I've never seen or heard of the maker, so I am not putting them down at all. 
But, I really wouldn't go that route myself. Heck, might be a great up and coming saddle builder, but, I have better options.
_Posted via Mobile Device_


----------



## PowersCupidDrifter (Jun 19, 2013)

Yes I have more options picked. I just thought I'd see. Jut where I am right now I am four hours from any tack store. Which really sucks. And the closest tack place here doesn't carry saddles.
_Posted via Mobile Device_


----------



## PowersCupidDrifter (Jun 19, 2013)

I've also been looking at the circle y proven rush. I am trading my billy cook all around saddle so I have a all right budget right now
_Posted via Mobile Device_


----------



## Phly (Nov 14, 2012)

PowersCupidDrifter said:


> Yes I have more options picked. I just thought I'd see. Jut where I am right now I am four hours from any tack store. Which really sucks. And the closest tack place here doesn't carry saddles.
> _Posted via Mobile Device_


I can and will vouche for corrientes saddles, shipped to your door. 
Some have opinions about them, some love them. I personally love em.
Just tossing another option out to ya.
_Posted via Mobile Device_


----------



## Saddlebag (Jan 17, 2011)

You are safer to stay with well known brands with an excellent reputation. Circle Y, Simco, BC, TexTan, etc.


----------



## HnA Tack (Mar 15, 2013)

What kind of tree do you need to fit your horse? If this is for your new young one, I would wait until closer to riding her - and then you will probably have to change again as she matures/grows in order to keep her in a saddle that fits properly.


----------



## PowersCupidDrifter (Jun 19, 2013)

It's for one of my other horses.
_Posted via Mobile Device_


----------



## PowersCupidDrifter (Jun 19, 2013)

What are opinions on the Martha josey saddles? I am still saddle shopping
_Posted via Mobile Device_


----------



## Rawhide (Nov 11, 2011)

PowersCupidDrifter said:


> What are opinions on the Martha josey saddles? I am still saddle shopping
> _Posted via Mobile Device_


Don't know but I do know Circle "Y" makes em with her endorsement.

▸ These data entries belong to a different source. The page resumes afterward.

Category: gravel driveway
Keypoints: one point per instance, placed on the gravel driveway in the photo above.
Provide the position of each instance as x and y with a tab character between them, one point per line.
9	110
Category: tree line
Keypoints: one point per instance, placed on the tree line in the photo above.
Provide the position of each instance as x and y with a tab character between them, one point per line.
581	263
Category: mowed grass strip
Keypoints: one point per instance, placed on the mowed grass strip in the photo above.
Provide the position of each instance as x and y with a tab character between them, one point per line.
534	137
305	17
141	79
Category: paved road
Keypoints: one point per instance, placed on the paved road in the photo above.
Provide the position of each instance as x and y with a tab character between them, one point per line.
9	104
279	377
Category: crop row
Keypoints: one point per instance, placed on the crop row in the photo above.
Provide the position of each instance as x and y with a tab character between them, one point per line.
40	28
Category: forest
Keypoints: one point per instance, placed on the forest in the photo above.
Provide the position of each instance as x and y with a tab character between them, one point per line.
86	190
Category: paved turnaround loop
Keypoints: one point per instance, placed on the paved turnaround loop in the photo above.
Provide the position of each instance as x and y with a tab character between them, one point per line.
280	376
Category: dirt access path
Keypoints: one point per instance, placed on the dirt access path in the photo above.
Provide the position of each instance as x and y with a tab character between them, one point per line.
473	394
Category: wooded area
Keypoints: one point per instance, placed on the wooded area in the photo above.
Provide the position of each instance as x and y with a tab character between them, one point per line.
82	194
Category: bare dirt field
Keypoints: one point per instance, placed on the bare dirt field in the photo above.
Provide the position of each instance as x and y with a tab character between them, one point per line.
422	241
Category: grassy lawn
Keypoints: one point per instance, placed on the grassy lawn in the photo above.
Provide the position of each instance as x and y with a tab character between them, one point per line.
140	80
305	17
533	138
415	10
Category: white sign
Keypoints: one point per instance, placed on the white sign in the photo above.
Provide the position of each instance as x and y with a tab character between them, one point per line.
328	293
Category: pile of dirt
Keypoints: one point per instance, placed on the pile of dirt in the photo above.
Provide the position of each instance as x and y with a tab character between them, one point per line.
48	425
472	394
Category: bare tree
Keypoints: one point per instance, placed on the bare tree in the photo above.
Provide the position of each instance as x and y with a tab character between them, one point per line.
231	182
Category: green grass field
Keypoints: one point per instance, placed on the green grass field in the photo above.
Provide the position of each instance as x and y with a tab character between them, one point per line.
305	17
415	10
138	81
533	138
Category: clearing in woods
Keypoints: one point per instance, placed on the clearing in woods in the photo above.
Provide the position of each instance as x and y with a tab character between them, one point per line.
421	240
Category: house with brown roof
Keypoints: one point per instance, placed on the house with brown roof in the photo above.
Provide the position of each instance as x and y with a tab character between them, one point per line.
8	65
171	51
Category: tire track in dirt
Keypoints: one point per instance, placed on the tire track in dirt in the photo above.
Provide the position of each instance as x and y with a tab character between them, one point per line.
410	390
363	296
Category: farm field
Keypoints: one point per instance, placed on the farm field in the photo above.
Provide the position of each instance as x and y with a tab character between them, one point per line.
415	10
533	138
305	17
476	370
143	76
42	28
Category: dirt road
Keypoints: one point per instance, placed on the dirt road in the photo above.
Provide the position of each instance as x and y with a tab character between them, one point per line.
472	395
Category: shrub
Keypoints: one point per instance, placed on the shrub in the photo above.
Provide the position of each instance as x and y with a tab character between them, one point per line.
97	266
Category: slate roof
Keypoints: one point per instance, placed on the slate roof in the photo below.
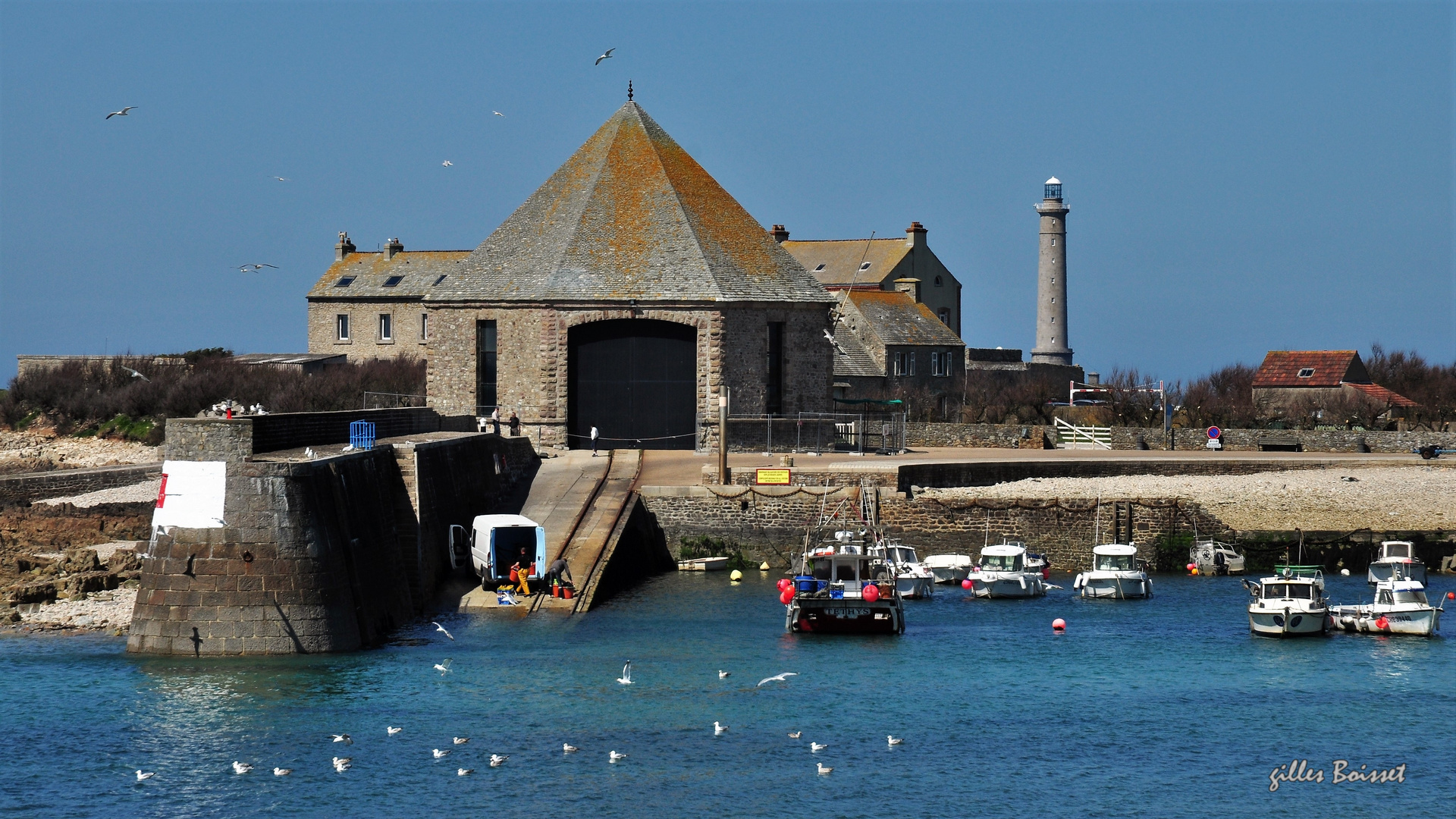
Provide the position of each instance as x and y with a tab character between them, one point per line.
843	257
372	270
1332	368
631	216
896	318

Circle Y Barrel Racing Saddles

Circle Y Saddle

Boone

BTW luv my C/Y (not a b-saddle)


----------



## katieandscooby (Feb 14, 2010)

I love my Circle G. Garrouette's are a much smaller company then the big Circle y, everyone assumes because of all the other crap brands that start with a circle that Garrouette's are crap too. But they are a very well made saddle, had never heard of them until I started looking for another roper. K&K by Calgary was the one that suggested a Circle G. (k&K carries only good quality saddles, and they know their stuff) I ended up buying a Billy Cook back then, as that was what ended up fitting what I needed. But last year I got a hold of a wonderful Garrouette barrel saddle. I love the saddle so much, it is still in the to be nursery for baby! I cannot throw it out into the shop.

They fit decently wide, not as wide as a Billy Cook, but a touch wider then my Rocking R reiner and way more then my Tex Tan roper. My bf has a wide Circle Y roper that I would compare it to in width, and that saddle he uses on his big tank of a horse.

Honestly, you won't go wrong buying a Circle G. They are great saddles made way better then any new Circle Y, Billy Cook or TexTan coming off the assembly line today. The Circle G/Garrouette brand still makes their saddles with good quality leather, and handmade. I cannot stand how cheap a new Circle Y feels. About the year 1997 is the newest I would ever buy a Circle Y.


----------



## princessfluffybritches (Aug 10, 2012)

I always buy a saddle with resale in mind. There are popular brands that sell well and you get a good return on your money.

I love Circle Y. Mostly because the brand fits my horse. I'm on my 2nd Proven Barrel saddle, horse grew up and out. It's also got a very well balanced seat


----------